Доктор кивнул. Не прошло и получаса, как няня принесла завернутые в газету книги. Интересно, что? «Пусть меня всю неделю кормят манной кашей, если это не нравоучительные романы о том, что пить — плохо, а бороться и преодолевать трудности — хорошо», — подумал он, но, развернув газету, присвистнул. — Мать честная! «Три мушкетера». Это надо же! Ах, д’Артаньян, отважный гасконец, где ж ты раньше был, почему не протянул руку, когда я пузыри пускал? Тоже небось вино пил, забулдыга?.. Ну, ничего! Теперь главное — спина к спине, твоя острая шпага может мне пригодиться.

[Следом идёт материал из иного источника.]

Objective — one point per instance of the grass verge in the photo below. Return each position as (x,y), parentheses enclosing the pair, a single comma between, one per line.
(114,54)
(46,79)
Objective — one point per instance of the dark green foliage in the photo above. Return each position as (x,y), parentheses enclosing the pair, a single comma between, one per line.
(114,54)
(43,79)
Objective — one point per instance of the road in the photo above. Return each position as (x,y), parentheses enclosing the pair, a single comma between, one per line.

Хотя дела у меня, господин мушкетер, из рук вон…»
Геннадию казалось, что весь их давешний разговор в парке помнится ему смутно и в общих чертах, но сейчас он мог повторить каждую фразу, и ему сделалось неприятно. «Ну и что? — подумал он по привычке. — Чего угрызаться? Угрызаться нечего. Такой твой образ жизни, и другого уже не будет». Но эта фраза, которую он повторял так часто за последние годы, показалась ему сейчас нелепой и чужой. Обыкновенный стыд обжег его. Простой человеческий стыд… И нечего, Гена, мудрить, ведь даже тогда, когда ты с усталым юмором висельника говорил себе, что все человеческие чувства ты оставил по канавам и вытрезвителям, тебе было больно и гадко, и ты пропивал себя снова и снова уже не потому, что тебя жгли и мучили какие-то мировые проблемы — нет! — ты просто уходил в хмельной туман, чтобы забыть этот стыд. Так ведь?.. А может, не так. Не знаю…
Знаю другое. С прошлым покончено. Как? Ну, это мы еще подумаем. Только не сейчас. Пусть уляжется немного, утрясется…
Геннадий старался не думать, но не думать не получалось. Целыми днями один и тот же мучительный вопрос вставал перед ним — как дальше?
Он день за днем переживал прожитое, и каждый день был похож один на другой. Водка. Туман. Водка… И снова туман, и снова бесконечные пьянки, бледные лица с остановившимися глазами, липкая грязь и липкий страх, душивший его по утрам…
Кому он мстил? Себе. От кого бежал? От себя… Уйти из дому было необходимо. Спиться — смешно. Ладно, чего там. Слишком многое перемешалось. И все время перед глазами, как призрак, как навязчивое, неотступное напоминание — отец…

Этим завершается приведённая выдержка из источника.